Games people play
Walter Bright
newshound at digitalmars.com
Thu Sep 28 13:45:55 PDT 2006
Georg Wrede wrote:
> Or, could it be that D actually is bigger than C++ _feature_wise_, while
> C++ is _much_ larger than D when we look at the ramifications of their
> respective feature sets.
D *is* bigger feature wise. But complexity wise, C++ beats it. The
trouble with C++ is that its features are not very orthogonal - and
where they interact/conflict there are a lot of weird special case
rules. I have recently exchanged yet another set of emails with a person
who is a top C++ expert who insisted that DMC++ had a serious bug with
template name lookups. Turns out that DMC++ actually was implementing
the name lookup rules *according to the C++ standard* and the other
compilers were not. The bottom line is even the experts don't know how
it is supposed to work.
Another example is the preprocessor. It took 10+ years for C/C++
compiler vendors to implement it correctly. This isn't because doing a
macro processor is inherently difficult, it is because the specification
for C's macro language is so obtuse and full of bizarre special cases. I
know I've spent countless hours trying to figure out (1) how it's
supposed to work and (2) how to implement it. It's been scrapped and
totally reimplemented about 4 times.
> What I mean is, one could write a "complete"

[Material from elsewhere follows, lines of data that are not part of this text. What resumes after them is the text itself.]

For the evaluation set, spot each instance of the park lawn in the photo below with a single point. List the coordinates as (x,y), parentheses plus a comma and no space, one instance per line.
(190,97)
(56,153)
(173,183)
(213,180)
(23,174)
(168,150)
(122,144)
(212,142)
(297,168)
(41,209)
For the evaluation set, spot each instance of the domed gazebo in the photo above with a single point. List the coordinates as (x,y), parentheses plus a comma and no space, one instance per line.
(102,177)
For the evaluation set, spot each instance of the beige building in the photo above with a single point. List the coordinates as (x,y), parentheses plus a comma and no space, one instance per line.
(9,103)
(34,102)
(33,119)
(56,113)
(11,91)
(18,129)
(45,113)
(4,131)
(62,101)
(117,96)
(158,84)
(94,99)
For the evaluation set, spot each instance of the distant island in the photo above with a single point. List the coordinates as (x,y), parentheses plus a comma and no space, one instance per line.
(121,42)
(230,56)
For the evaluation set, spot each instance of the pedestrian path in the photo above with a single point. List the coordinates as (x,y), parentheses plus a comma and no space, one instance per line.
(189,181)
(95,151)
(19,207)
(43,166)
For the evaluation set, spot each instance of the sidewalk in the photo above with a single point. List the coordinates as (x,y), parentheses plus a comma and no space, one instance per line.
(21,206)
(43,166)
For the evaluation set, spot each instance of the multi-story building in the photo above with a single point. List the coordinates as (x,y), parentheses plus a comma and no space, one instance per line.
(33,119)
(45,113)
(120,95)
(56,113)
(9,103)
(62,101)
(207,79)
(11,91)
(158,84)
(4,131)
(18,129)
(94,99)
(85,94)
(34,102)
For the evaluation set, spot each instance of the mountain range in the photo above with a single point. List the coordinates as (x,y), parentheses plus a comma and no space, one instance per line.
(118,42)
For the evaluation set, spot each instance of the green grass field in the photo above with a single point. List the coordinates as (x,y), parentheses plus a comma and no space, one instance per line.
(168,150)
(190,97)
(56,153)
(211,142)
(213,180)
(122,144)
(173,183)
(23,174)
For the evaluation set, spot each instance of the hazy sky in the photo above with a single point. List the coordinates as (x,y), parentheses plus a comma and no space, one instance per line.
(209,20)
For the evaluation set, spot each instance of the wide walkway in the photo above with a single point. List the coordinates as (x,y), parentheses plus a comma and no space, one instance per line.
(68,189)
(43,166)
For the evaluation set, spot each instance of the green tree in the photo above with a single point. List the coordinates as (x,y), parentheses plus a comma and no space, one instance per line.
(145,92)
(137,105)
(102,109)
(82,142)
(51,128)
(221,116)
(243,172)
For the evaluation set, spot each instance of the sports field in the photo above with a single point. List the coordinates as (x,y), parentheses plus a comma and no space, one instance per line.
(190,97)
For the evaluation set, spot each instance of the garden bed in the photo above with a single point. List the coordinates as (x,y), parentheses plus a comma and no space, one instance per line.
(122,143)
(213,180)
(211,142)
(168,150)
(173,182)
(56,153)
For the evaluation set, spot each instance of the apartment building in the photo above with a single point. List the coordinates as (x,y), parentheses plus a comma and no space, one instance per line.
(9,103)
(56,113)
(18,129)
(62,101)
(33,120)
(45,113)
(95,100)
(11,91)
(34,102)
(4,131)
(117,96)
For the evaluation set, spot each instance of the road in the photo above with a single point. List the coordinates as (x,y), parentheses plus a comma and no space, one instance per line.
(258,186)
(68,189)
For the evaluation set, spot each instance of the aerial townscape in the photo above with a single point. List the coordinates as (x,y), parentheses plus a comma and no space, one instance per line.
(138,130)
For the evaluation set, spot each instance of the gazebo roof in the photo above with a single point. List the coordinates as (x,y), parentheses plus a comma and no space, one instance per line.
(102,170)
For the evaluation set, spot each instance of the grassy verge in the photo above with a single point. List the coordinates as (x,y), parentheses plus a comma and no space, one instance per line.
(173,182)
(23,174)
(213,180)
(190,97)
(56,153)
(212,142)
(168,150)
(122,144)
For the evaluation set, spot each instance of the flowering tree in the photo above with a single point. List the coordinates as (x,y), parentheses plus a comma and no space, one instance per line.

> book about D, and it still would be just a fraction of the size of
> Stroustrup's "C++". And that's because most of his book explains and
> chews on issues and implications that are unobvious to the reader or
> programmer, and that demand knowing them lest you shoot yourself in the
> foot -- and not even later understand what happened.
>
> D has virtually no such crap, so we can scrap 500 pages right off the bat.
Consider just one issue with C++ - how to write a "correct" iterator
class. Even harder is writing a "correct" container class.